Thursday, June 18, 2009

Jury Duty

I have been called for jury duty several times. Every time, I call in the Friday before, and the automated voice says something to this effect "If you are in group XYZ (which I was), you are not needed. Thank you, your jury duty service is complete for the next two years."

That didn't happen last Friday. I had to show up on Monday morning at 8:15 to the Salinas court house- where the criminal cases are tried. After waiting about an hour, they had 200 potential jurors sitting in their auditorium. I was quite peeved, as I had assumed they would have boxes of donuts and a never-ending supply of coffee for the potential jurors. Maybe the sad state of the California coffers is to blame for the lack of sustenance for those of us doing our civic duty. Or maybe coffee and donuts are only available to movie-jury-duty folks.
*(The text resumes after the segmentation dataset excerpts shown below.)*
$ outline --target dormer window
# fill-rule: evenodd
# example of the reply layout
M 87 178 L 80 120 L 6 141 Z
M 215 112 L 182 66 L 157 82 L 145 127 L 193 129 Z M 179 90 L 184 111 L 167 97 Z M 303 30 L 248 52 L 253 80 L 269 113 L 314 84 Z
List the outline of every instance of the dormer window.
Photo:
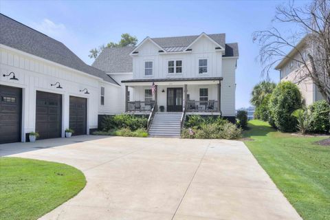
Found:
M 208 60 L 207 59 L 199 59 L 198 60 L 198 73 L 199 74 L 207 74 L 208 73 Z
M 145 76 L 153 75 L 153 61 L 144 62 L 144 75 Z
M 182 74 L 182 60 L 168 60 L 168 74 Z

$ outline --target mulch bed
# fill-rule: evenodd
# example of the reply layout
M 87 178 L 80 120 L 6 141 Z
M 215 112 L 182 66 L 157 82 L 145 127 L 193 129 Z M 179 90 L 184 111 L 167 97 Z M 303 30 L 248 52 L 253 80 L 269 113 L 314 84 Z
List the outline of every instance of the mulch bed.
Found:
M 324 139 L 315 142 L 316 144 L 322 146 L 330 146 L 330 138 Z

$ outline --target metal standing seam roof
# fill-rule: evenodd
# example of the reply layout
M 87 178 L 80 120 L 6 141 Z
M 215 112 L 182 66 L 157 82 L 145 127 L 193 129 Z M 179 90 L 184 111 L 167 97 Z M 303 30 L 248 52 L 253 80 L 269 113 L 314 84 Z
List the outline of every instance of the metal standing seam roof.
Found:
M 0 44 L 119 85 L 103 71 L 85 63 L 61 42 L 1 13 Z

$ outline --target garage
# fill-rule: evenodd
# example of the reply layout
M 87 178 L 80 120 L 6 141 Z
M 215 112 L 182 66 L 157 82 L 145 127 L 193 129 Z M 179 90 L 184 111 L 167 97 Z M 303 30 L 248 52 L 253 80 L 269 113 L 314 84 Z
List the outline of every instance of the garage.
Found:
M 21 141 L 22 89 L 0 85 L 0 144 Z
M 36 131 L 39 139 L 60 138 L 62 95 L 36 91 Z
M 87 134 L 87 100 L 84 98 L 70 96 L 69 127 L 74 131 L 74 135 Z

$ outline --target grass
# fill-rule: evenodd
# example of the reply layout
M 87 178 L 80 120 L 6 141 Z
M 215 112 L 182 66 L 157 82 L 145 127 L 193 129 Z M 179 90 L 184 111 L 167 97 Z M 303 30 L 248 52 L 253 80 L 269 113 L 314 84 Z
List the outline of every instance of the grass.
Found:
M 0 158 L 0 219 L 36 219 L 76 195 L 84 175 L 68 165 Z
M 252 120 L 243 136 L 258 163 L 304 219 L 330 219 L 330 147 L 324 138 L 283 133 Z

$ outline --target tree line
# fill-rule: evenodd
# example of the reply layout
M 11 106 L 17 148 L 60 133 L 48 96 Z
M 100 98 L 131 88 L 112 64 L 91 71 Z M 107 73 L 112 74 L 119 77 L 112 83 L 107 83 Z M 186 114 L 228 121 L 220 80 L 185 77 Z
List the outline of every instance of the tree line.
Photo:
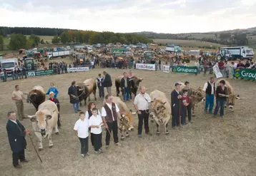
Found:
M 61 34 L 54 36 L 52 43 L 116 43 L 136 44 L 137 43 L 152 43 L 153 41 L 137 34 L 121 33 L 113 32 L 95 32 L 91 31 L 65 31 Z

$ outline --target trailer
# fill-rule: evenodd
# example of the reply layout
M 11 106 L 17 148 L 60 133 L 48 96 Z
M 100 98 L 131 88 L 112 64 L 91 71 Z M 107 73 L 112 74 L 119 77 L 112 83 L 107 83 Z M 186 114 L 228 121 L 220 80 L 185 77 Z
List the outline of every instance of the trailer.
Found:
M 48 58 L 52 59 L 54 58 L 58 58 L 58 57 L 65 58 L 67 56 L 69 56 L 69 55 L 70 55 L 69 50 L 56 51 L 56 52 L 48 53 Z
M 228 51 L 229 56 L 224 56 L 223 53 Z M 249 48 L 248 46 L 236 46 L 236 47 L 222 47 L 220 48 L 220 53 L 217 56 L 217 60 L 221 60 L 225 58 L 226 60 L 236 60 L 236 59 L 248 59 L 252 61 L 254 57 L 254 52 L 252 48 Z

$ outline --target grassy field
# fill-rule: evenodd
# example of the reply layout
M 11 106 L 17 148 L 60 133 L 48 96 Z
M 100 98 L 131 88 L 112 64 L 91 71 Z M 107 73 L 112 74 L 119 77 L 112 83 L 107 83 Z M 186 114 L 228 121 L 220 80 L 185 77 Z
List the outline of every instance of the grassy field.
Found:
M 195 41 L 195 40 L 174 40 L 174 39 L 153 39 L 156 43 L 174 43 L 182 47 L 198 47 L 198 46 L 223 46 L 218 43 Z
M 256 91 L 256 86 L 255 83 L 245 80 L 229 79 L 236 93 L 240 95 L 242 100 L 237 100 L 234 113 L 225 110 L 223 119 L 220 116 L 213 118 L 210 114 L 205 114 L 204 104 L 199 103 L 196 108 L 196 117 L 192 118 L 194 123 L 180 130 L 172 130 L 170 120 L 168 126 L 169 135 L 163 134 L 161 125 L 161 134 L 157 135 L 156 125 L 149 123 L 153 135 L 146 135 L 143 130 L 142 138 L 139 138 L 137 130 L 138 118 L 134 115 L 134 130 L 129 133 L 129 138 L 120 142 L 121 147 L 114 145 L 112 136 L 110 147 L 105 150 L 106 131 L 104 130 L 102 144 L 104 152 L 99 156 L 94 155 L 94 149 L 89 142 L 91 155 L 81 157 L 79 141 L 73 130 L 78 115 L 74 113 L 72 105 L 69 103 L 67 89 L 72 81 L 79 83 L 87 78 L 95 78 L 103 71 L 111 75 L 114 84 L 115 78 L 122 75 L 124 70 L 95 68 L 87 72 L 28 78 L 0 83 L 1 175 L 80 176 L 84 175 L 84 173 L 104 176 L 256 175 L 256 122 L 255 115 L 251 111 L 255 108 L 252 95 Z M 197 88 L 202 86 L 212 76 L 209 74 L 204 76 L 203 74 L 193 76 L 142 70 L 132 71 L 139 78 L 144 78 L 140 86 L 145 86 L 148 93 L 159 89 L 167 93 L 168 99 L 176 81 L 188 81 L 193 88 Z M 39 152 L 42 163 L 37 158 L 29 136 L 26 136 L 28 145 L 26 156 L 30 162 L 22 163 L 23 168 L 18 170 L 11 165 L 11 151 L 6 130 L 7 112 L 16 110 L 14 101 L 10 100 L 12 89 L 15 85 L 20 85 L 21 90 L 28 93 L 34 86 L 39 85 L 47 90 L 51 82 L 54 83 L 59 92 L 58 99 L 61 103 L 62 128 L 59 135 L 52 135 L 53 148 L 49 149 L 48 140 L 44 140 L 44 150 Z M 247 90 L 245 92 L 245 90 Z M 97 100 L 95 103 L 97 107 L 101 109 L 102 99 L 99 98 L 97 90 Z M 114 95 L 116 94 L 115 90 L 113 85 L 112 91 Z M 93 100 L 92 95 L 91 100 Z M 132 103 L 133 100 L 131 100 L 127 105 L 129 109 L 134 111 Z M 86 111 L 87 108 L 82 105 L 80 108 Z M 24 113 L 34 115 L 36 110 L 31 104 L 24 103 Z M 21 123 L 32 130 L 29 120 L 24 120 Z M 37 138 L 34 132 L 31 138 L 37 148 Z

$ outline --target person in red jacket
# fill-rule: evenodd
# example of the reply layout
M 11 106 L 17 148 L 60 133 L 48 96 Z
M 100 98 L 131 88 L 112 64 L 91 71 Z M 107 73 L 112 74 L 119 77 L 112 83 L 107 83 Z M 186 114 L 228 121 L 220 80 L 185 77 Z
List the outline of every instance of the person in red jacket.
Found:
M 187 90 L 183 90 L 182 98 L 182 107 L 181 107 L 181 114 L 182 114 L 182 125 L 186 125 L 186 116 L 187 111 L 187 106 L 189 104 L 189 98 L 187 96 Z
M 50 100 L 51 101 L 54 102 L 57 108 L 58 108 L 58 111 L 59 111 L 59 114 L 58 114 L 58 128 L 60 128 L 61 126 L 61 120 L 60 120 L 60 115 L 59 115 L 59 110 L 60 110 L 60 105 L 59 105 L 59 101 L 56 98 L 54 98 L 54 92 L 50 92 L 49 93 L 49 96 L 50 98 L 49 98 L 49 100 Z

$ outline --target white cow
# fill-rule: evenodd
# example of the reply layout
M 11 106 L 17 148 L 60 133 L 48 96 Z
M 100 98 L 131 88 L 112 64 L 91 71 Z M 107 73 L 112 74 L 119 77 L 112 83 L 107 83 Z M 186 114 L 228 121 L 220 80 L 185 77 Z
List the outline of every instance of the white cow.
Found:
M 32 127 L 39 142 L 39 150 L 43 149 L 42 140 L 47 137 L 49 139 L 49 147 L 54 145 L 51 141 L 51 133 L 55 128 L 55 133 L 59 134 L 57 126 L 58 108 L 51 100 L 46 100 L 39 105 L 37 112 L 34 115 L 28 115 L 32 122 Z

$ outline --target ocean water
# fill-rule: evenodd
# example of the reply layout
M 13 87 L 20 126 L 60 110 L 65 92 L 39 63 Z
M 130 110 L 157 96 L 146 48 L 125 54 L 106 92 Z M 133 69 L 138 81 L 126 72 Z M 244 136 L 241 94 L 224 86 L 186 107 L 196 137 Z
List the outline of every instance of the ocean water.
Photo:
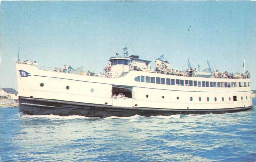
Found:
M 255 107 L 104 119 L 21 115 L 17 107 L 0 113 L 3 161 L 256 161 Z

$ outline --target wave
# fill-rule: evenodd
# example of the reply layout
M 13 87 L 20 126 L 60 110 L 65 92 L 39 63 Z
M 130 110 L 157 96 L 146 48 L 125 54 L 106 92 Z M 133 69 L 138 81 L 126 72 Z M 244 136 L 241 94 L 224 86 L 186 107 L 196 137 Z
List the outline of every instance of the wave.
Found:
M 21 116 L 22 118 L 47 118 L 49 119 L 98 119 L 99 117 L 89 117 L 80 115 L 70 115 L 67 116 L 62 116 L 54 115 L 23 115 Z
M 109 116 L 108 117 L 107 117 L 104 119 L 134 119 L 139 117 L 143 117 L 143 116 L 142 116 L 139 115 L 135 115 L 129 116 L 129 117 L 119 117 L 119 116 Z
M 179 114 L 177 115 L 170 115 L 170 116 L 158 115 L 158 116 L 150 116 L 150 117 L 155 117 L 162 119 L 168 119 L 171 118 L 180 118 L 181 117 L 181 115 L 180 115 L 180 114 Z

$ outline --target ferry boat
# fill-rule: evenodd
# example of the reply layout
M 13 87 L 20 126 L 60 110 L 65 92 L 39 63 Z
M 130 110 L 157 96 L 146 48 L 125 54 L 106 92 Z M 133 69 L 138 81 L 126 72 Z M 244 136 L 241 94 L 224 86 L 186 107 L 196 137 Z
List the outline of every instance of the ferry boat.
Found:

All I know is I was ticked off.

The officials announced that two court cases would need jurors; and they called 55 names for the first case. SWEET - I'm not called!! A half hour later, they say the next case needs 75 potential jurors, and start calling names. DAMN - they called my name!! As the bailiff leads the 75 to the courtroom, we see the remaining potential jurors sent home; their jury duty completed. DAMN!!

At this point, the jury selection begins. 18 potential jurors are called up to the jury box and asked question after question. And then more questions. As jurors are released for various reasons (mostly, because they're complete idiots), they call additional potential jurors up to the hot seat. My name is called. And I knew - based on the questions they were asking, that I did not have any conflict or personal history involving anything similar to this case - that I was on-board for the ride. DAMN!!

More potential jurors are let go (mostly, because they're also complete idiots), and I am moved up to Juror #3. DAMN IT!!!

By 3:00 in the afternoon, the 12 of us are finally sworn in as the jury. Only, one of the 12 then raises his hand and says his Grandma's dying and he has a plane ticket for the morning to fly off and visit her. WHAT?! He is dismissed, and the court calls more names to find the final juror. Which they find, send the rest of the folks home (I think only 10 or so people didn't get their names called to be in the hot seat), and we're on to opening statements. I'm beginning to realize that court cases move about as fast as a heard of turtles.

Three days, one hostile witness, two juvenile witnesses, several police witnesses, and one witness pleading the "5th" later, we're sent to deliberate. Sadly, the deliberation room did not contain coffee, food, windows, or air. Those movie jurors have it great!

About 4 hours over two days later, we the jury reached a decision. Aside from the legal decision, we also came to the consensus that jury duty, while important and necessary, totally stinks!